1. Always ask to see a car or truck that was restored 2-4 years ago. This will show the quality and longevity that you can expect from the shop. (I like to see my old restorations after 9-10 years most of them are still show worthy.)
2. Ask for old customer's phone numbers so that you can contact them. Not only to discuss the quality of restoration they received But also to find out if they were treated fairly and would give a good referral.

-Your first impression-

1.Body shops can vary quite a bit. New style, Old style. If you come into a shop that is spotless it is likely they haven't done much work out of the place.
2.Lots of clutter in the shop means lots of cars have been restored there. It may not be the most attractive setting. But odds are the shop is well established.

-Oil contamination-

Sweat and oil do not go well in a body shop. Oily surfaces mean bad adhesion. Which means terrible paint jobs. Make sure your potential shop has a good policy about keeping oil and sweat off of the cars. I think staying clean in a shop is very important step to a nice restoration.
For example, I will tell you some of the steps we take to prevent oil contamination: After we eat our lunch we wash our hands. If I'm working and get sweaty or wipe my forehead I wash my hands, When we oil our tools we make sure they donít blow oil all over the place. We wear gloves when we touch cars that are in bare metal. Before any filler is used metal is cleaned, Before primer is sprayed metal is cleaned. Before we paint, primer is cleaned. I Think you get the point.

-Leaning on cars-

If you walk into a shop and see beer or soda cans sitting on a car, or people leaning or sitting on the vehicle in bare metal or any state. Run away, Find another shop!

-A good resto-

A good resto consists of: A full tear down Right down to every last nut and bolt. All outside body panels are machine stripped. All inner panels including: Door jambs, inside rocker panels under deck lid and all firewall and cowl panels are sand blasted. All panels are refit before final paint is applied.


1.Always find out what materials a shop uses.
2.There are many bad products out there, when in doubt buy your own paint products.
3.don't be cheap when buying materials. Get the best that you can. It will help insure a long life for the paint job.
We generally use PPG base coat and clear coats. We use only concept 2021 clear coat for a long life.

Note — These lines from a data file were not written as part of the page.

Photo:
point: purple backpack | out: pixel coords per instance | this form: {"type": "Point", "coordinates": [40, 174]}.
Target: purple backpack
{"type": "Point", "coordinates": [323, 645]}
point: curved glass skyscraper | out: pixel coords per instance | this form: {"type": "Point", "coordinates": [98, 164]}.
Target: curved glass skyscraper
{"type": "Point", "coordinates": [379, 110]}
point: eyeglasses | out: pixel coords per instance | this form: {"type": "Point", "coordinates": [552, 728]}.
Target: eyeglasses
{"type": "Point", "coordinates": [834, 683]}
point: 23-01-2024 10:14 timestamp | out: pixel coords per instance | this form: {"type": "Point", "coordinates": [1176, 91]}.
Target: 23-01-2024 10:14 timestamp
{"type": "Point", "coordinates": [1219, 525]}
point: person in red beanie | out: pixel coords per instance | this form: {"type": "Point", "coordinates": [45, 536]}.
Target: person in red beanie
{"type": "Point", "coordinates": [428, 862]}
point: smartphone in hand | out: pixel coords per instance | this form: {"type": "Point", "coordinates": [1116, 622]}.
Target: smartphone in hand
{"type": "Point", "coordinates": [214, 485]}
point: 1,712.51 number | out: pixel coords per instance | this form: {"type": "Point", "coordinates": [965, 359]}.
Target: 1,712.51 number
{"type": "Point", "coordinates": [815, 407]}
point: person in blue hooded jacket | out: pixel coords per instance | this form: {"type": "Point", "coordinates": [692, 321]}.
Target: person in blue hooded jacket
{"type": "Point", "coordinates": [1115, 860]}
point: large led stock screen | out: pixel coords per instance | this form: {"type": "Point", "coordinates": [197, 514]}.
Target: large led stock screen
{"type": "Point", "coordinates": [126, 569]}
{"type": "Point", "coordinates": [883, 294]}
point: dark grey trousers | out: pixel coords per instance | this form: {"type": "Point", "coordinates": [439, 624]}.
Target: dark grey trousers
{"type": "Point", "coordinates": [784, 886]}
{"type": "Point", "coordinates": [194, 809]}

Here are some common prices so you know what to expect when buying materials:
Paint-$500.00+ Per Gallon
Clear Coat $230.00 Per Gallon.
Hardeners $130.00 Per Quart
Reducer $85.00 Per Gallon
Primer $150.00 Per Gallon.

-Dont be bashful when your car is going in color.-

Ask if you can be there. (not in the booth) Your goal in being there is so that you can be sure your good materials are being used on your car. It is an old trick, Your material is saved and replaced with sub par products which will only last for 2-3 years or less.